Я думаю о маме. Она любит японскую керамику. В Японии разбитую глиняную посуду, миски, чашки или вазы, часто ремонтируют с помощью золота. Кинцуги. Ведь недостатки делают вещи еще красивее, чем раньше. Моя мама всегда видит золото в людях. Я всю свою жизнь пытаюсь скопировать ее подход. Доброта учит искусству драгоценных шрамов. Джулия смотрит на Ребекку, затем на меня и вытирает глаза салфеткой.
– Это моя ошибка.
И я пытаюсь увидеть золото в Джулии, как моя мама бы, конечно, сделала. И была бы понимающей и прощающей, и сострадательной. Я пытаюсь выключить внутренний голос и вместо этого слушаю мамин. Ребекка заболела пневмонией, менингитом и энцефалитом, корь дала осложнения.
Осложнения детских болезней, к счастью, встречаются редко, но медсестры своими глазами видели, насколько разрушительными они могут быть. Краснуха – это вирусная инфекция, которую можно предотвратить с помощью вакцины. Это распространенная болезнь, которая у большинства людей вызывает непродолжительное и несерьезное недомогание, а затем они полностью выздоравливают. Но если заразиться краснухой в течение первых двадцати недель беременности, это может быть опасно и грозить выкидышем, мертворождением и синдромом врожденной краснухи. Пожилой мужчина, за которым я ухаживала на своей первой работе, родился с открытым артериальным протоком (отверстием в сердце), тяжелыми нарушениями способности к обучению, судорогами и катарактой, а позже у него также диагностировали диабет, шизофрению, аутизм и глухоту. Причиной всего этого была краснуха: его мама заразилась вирусом во время беременности, еще до появления вакцины MMR. «Они называют это “синдром черничного кекса”. У него сине-красные пятна по всему телу». Его матери за девяносто, и она сама передвигается на инвалидной коляске. «Мой муж сказал доктору, что это довольно оскорбительно, но на самом деле мне понравилось. Вот почему я иногда называю его Кексиком. Мой маленький кексик», – она взъерошивает оставшиеся волосы на его почти лысой голове.

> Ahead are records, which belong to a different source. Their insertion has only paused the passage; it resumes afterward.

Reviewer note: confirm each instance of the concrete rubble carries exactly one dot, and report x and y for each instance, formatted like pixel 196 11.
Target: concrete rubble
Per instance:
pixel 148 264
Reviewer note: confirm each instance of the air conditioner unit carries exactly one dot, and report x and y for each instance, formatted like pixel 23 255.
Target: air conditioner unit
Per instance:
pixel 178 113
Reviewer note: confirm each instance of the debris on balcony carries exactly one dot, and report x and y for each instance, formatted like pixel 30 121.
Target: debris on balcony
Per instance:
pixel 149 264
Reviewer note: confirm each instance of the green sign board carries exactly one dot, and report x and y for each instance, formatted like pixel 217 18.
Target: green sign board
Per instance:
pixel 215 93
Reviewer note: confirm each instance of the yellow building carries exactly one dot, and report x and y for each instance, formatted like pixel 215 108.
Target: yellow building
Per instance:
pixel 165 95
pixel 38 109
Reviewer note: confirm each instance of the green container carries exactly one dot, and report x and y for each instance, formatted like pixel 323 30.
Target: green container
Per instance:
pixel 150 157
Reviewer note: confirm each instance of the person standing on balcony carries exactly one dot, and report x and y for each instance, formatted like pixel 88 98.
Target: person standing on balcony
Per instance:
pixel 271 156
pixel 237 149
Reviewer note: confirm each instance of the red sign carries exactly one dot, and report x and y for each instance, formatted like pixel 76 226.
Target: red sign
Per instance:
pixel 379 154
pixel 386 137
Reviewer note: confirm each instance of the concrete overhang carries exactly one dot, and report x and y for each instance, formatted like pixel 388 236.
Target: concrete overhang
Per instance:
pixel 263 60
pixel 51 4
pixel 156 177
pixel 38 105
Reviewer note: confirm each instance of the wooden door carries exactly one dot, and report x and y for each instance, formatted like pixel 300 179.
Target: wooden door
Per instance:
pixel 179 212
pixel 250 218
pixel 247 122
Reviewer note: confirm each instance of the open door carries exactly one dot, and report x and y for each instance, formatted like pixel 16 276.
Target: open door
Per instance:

Синдром врожденной краснухи, к счастью, в Великобритании встречается редко, хотя он ежегодно поражает 100 000 младенцев по всему миру. А вот корь в настоящее время совершает огромное и ужасающее возвращение в Великобританию и в другие страны. Это одно из самых заразных заболеваний: более 90 % людей заражаются им при контакте с больным. К счастью, Рис был вакцинирован, но с кем еще Ребекка контактировала до появления симптомов? Если больной корью кашляет в комнате, а через час или два туда входит непривитый человек, он может заразиться. Вирусы все время побеждают нас, они живут на бумаге, других поверхностях, на наших руках. ВОЗ недавно сообщила, что эпидемия кори достигла 13-летнего максимума: в 2019 году было зарегистрировано более 500 000 случаев заболевания в 180 странах. Тем временем в Америке, где корь предположительно была ликвидирована в 2000 году, в отчете по профилактике сообщается о крупнейшей вспышке болезни за последние 25 лет. В Нью-Йорке это привело к введению чрезвычайного положения и угрозе штрафов для любого жителя, отказавшегося вакцинировать своих детей.
В то время такое вмешательство государства казалось чрезмерным. Конечно, сейчас все изменилось. Мы уже живем в другом мире после COVID-19. Как будет формироваться этот мир – еще предстоит увидеть. Но уже сейчас понятно: ничего не будет прежним. Ребекка будет жить. Мне приходилось ухаживать за пациентами, которые умерли от таких осложнений. И одно я точно знаю: медсестры и врачи прививают своих детей.
Ребекка просыпается от звука взрывающейся снаружи петарды, визга и свиста фейерверков, далеких аплодисментов и смеха. Эти звуки, которые должны
радовать любого ребенка, у Ребекки вызывают тревогу и нервозность. Она издает звук, нечто среднее между стоном и криком. Джулия кричит. Голова Филиппа высовывается из-за занавески, зовя меня. Сейчас полночь. Я подношу палец к губам и шепчу:– Вы в порядке?
Джулия закрыла нос и рот рукой. Она помогает Ребекке переодеться и умыться, и когда я подхожу, Ребекка лежит на специальной простыни от недержания, одетая только в пижамный топ.
– Смотрите, – Джулия указывает на участок, вымазанный ржавой кровью.
Я глажу волосы Ребекки.
– Привет, Ребекка, это Кристи. Я собираюсь помочь маме вымыть тебя.
Тело Ребекки содрогается и содрогается. Я натягиваю фартук и наклоняюсь к прикроватному ящику за новыми простынями.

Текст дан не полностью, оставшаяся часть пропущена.